For the multibundling, we have a dedicated scheduler that continuously checks cities that need bundles, the locking mechanism is based on Redlock, and when the lock is acquired, an execution is scheduled with a timeout equal to the lock’s one.
In execution, the multibundling generator will:
- load all the orders’ data of the city from a read replica, to avoid putting pressure on the main node;
- run the VRP algorithm with all the constraints applied to calculate the best combinations of orders into bundles;
- save the bundles in Redis temporary storage, eventually overriding the previous execution of the same city.
As the VRP algorithm is very CPU-demanding and we don’t have the same strict requirements as the optimizer, we relaxed the time window to 1 minute.
The Optimizer
The optimizer is the real core of the system, whose goal is to publish assignment decisions.

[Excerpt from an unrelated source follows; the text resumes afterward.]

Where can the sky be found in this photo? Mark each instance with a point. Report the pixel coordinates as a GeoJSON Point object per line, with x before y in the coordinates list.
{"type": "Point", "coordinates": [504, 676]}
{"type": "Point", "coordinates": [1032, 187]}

A scheduler continuously checks cities that need assignments, acquires a lock with timeout through the RDS DB (select * for update …) and schedules an “assignment cycle”.
In each cycle, it:
- Loads the status of the city;
- Loads and validates the bundles proposed by the generators (validation is required as the bundle generation happens concurrently and based on the asynchronous read replica, so it could be out of date);
- Create the “matrix” of assignments (orders VS couriers available) checking all the eligibility constraints;
- Loads (or asks, if there aren’t) all the required estimations;
- Calculates the cost function for every eligible assignment;
- Translate the problems into a standard optimization formulation (Minimum cost flow or Mixed Integer Problem);
- Solve it, and translate it back to the service domain;
- Apply custom domain logic, like manual assignment requests;
- Save and publish decisions: This step involves the commitment of the Bundle chosen, the rest of the Glovo ecosystem will then know that this Bundle has been created (can still be modified in the future);
Conclusion: the hard reality
The assignment problem in a delivery platform is core to the efficiency and thus sustainability of the whole service.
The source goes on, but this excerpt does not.